L'Italia ha una zavorra che si chiama debito pubblico, avverte la Bce

Mariarosaria Marchesano

L’indebitamento non è una minaccia nel breve periodo ma un vincolo alle politiche economiche. Parla Zanghieri (Generali Inv.)

Roma. L’Italia è in buona compagnia insieme con altri sette paesi della zona Euro che – come sottolinea il bollettino della Bce pubblicato ieri – presentano nei documenti di programmazione economica per il 2020 rischi di non conformità al patto di stabilità e crescita, e perciò dovrebbero valutare tempestivamente ulteriori misure per garantire un equilibrio nei loro bilanci. Mal comune mezzo gaudio? Non proprio, perché il nostro paese ha il secondo debito pubblico più elevato dell’area in rapporto al pil (dopo la Grecia) e anche se non è l’unico a preoccupare Bce e Commissione europea – che evidenziano come anche Francia, Belgio e Spagna non abbiano ancora avviato un “costante percorso di riduzione” – è sicuramente quello maggiormente esposto a causa dello spread sovrano che continua a essere sotto pressione per effetto delle tensioni politiche interne.

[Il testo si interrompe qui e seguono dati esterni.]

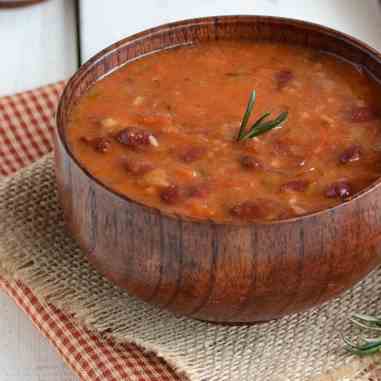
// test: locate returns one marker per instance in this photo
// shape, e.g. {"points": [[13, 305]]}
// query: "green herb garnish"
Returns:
{"points": [[365, 345], [262, 125]]}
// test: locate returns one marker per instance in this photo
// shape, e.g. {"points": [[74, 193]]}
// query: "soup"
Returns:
{"points": [[166, 131]]}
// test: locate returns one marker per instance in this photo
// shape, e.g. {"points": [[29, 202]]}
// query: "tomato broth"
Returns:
{"points": [[162, 130]]}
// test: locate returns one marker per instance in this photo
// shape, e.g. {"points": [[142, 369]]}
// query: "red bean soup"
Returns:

L’invito che arriva dalle istituzioni europee è di affrontare “in modo risolutivo” il contenimento del debito “anche ricorrendo a eventuali disponibilità straordinarie derivanti dai bassi tassi d’interesse”.

 

Ma se il differenziale tra i Btp e Bund tedeschi si mantiene su un livello doppio o triplo rispetto ad altri paesi che pure deviano dai parametri di bilancio, è la prova che i mercati attribuiscono all’Italia un rischio superiore. “Dal punto di vista aritmetico la sostenibilità del debito pubblico italiano non desta particolari preoccupazioni, perché in questo periodo il livello dei rendimenti dei Btp è ai minimi storici e l’avanzo primario è ancora positivo”, spiega al Foglio Paolo Zanghieri, analista del team di ricerca di Generali Investments. “Ma nel complesso il paese si muove su un sentiero stretto perché l’elevato indebitamento, pur non rappresentando una minaccia nel breve periodo, è comunque un vincolo alle politiche economiche”.

 

Nella manovra del governo Conte Bis, i due terzi delle risorse sono state impiegate per scongiurare l’aumento dell’Iva perché si è scelto di confermare misure come Quota 100 e reddito di cittadinanza, con il risultato di ridurre al minimo lo spazio di bilancio per attuare politiche di sviluppo. “Non ci sono segnali che le cose cambieranno il prossimo anno”, dice Zanghieri. “Secondo le nostre previsioni, l’Italia crescerà nel 2020 dello 0,4 per cento, solo in minima accelerazione rispetto al 2019. La necessità di evitare anche per il 2021 l’aumento automatico dell’Iva renderà difficile trovare risorse significative per stimolare la crescita”. Inoltre, il ciclo economico del paese è fortemente correlato a un contesto mondiale incerto. Sempre il bollettino della Bce ha rivisto lievemente al ribasso le stime di crescita dell’Eurozona portandole all’1,1 per cento per il 2020 dall’1,2 per cento di settembre per effetto delle tensioni sul commercio mondiale che l’accordo di “fase 1” tra Stati Uniti e Cina ha solo smussato. Negli outlook per il 2020, molti analisti stanno osservando come l’Eurozona si trovi di fronte a un “nuovo test di sopravvivenza” in un contesto mondiale dove ci sono aree molto più attraenti per gli investitori.

 

Nel 2020 l’Europa si svilupperà a un ritmo che è quattro volte inferiore rispetto alla media dei paesi emergenti (4,7 per cento). Non ci sarebbe da sorprendersi se si assistesse a un deflusso di capitali dal Vecchio Continente verso paesi come Brasile e Cina. Nella sua lettera agli investitori, Christian Nolting, chief investment officer di Deutsche Bank, si domanda se la “magia monetaria” della Banca centrale degli ultimi dieci anni potrà continuare a funzionare, il che la dice lunga su come la politica monetaria venga percepita come depotenziata in una fase in cui le tre principali riforme dell’Eurozona, dal Bilancio comune all’Unione bancaria fino al Meccanismo europeo di stabilità, sono frenate dalle preoccupazioni dell’Italia e dalle resistenze della Germania.